Written by Sarah Richer


Photo via pinterest

If you are a 50 Shades of Grey movie fan, do not get your hopes up for the sequel, 50 Shades Darker. The film basically has no plot and is an excuse to show sex on the big screen. I guess if that is what you are into, then this is the movie for you. However, if you want a little more insight into what the movie is about without reading the book, then let me tell you about my experience and view of the film.

At first, I thought the movie was going to be a real hit because I read the articles on Snapchat about ushers of movie theatres finding cucumbers in the aisles. It seemed a little weird and a little intriguing, but as I entered the theatre I hoped no one decided to bring any vegetables along. The theatre was filled with middle aged couples and teenagers that probably snuck in, which made the experience of watching erotic scenes on screen a little awkward for both myself and most likely the husbands that got dragged along.  The previews started, and I was pumped for the movie.

The movie began with a scene showing Christian’s nightmare of his father abusing him. This made it a little hard to tell if the movie was starting or if it was still a preview. However, the movie proceeded and showed Anastasia living her new life with her new job, hunky boss, and friends. So far, so good. The next big event in the movie is an art show, where a “mystery man” buys all the pictures of Ana that were photographed by her friend. It was a real big surprise who bought them—Christian (insert sarcasm here). He then asks her on a date that she reluctantly agrees to. However, at dinner, he asks her to give him another chance and she basically says “Yeah, sure.” Really? I guess there would not be a movie without this answer, though, so I went with it.

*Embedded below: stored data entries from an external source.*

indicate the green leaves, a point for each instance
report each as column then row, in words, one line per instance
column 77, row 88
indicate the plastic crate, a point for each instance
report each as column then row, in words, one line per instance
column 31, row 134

The movie continues with the two rekindling their “relationship.” Through this, the audience and Anastasia learn a little more about Christian’s past and about why he is the way he is. Along the way, a woman who had previously been a submissive stalks Anastasia and tries to kill her. Personally, I thought this was odd to include in the movie. This woman’s purpose was to cause and resolve a conflict, but the way the whole situation played out was just kind of out of place for this genre. The couple worked out thier issue from past relationships and even some issues they had in their own previous relationship, but Christian is still controlling. For example, he would not let Anastasia go on a trip to NYC with her new boss, Jack (which may have been a good idea because he tried to rape her later in the movie), but he goes on a trip for a weekend and leaves her home. Christian’s trip results in a plane crash and Anastasia realizes her love for him (the whole scene lasted about 10 minutes, so it did not really put you on the edge of your seat or make you bite your nails with anticipation). After this “dramatic” event, Anastasia agrees to marry Christian, even though most of the problems with their previous contract are never really resolved.

The movie ends with their engagement party, which includes both a celebration and a showdown between Christian’s adoptive mother and his ex-lover. After Christian actually gives Anastasia a ring and the drama is over, fireworks shoot off in the distance, while a grimy man smoking, who turns out to be Anastasia’s old boss Christian had fired, looks on at the party (Can you say cheesy?).

If none of this made sense to you, then good, because that is exactly how you will feel when watching the movie. I guess if there is a plot to this movie, it goes a little something like this: couple gets back together, past is brought up, random pointless events occur, dominant meaningless sex turns to meaningful sex. Overall, the movie is okay for a rainy day, but I would wait for it to come out on Netflix before wasting your money on watching a film with a nonexistent plot and not enough sex scenes.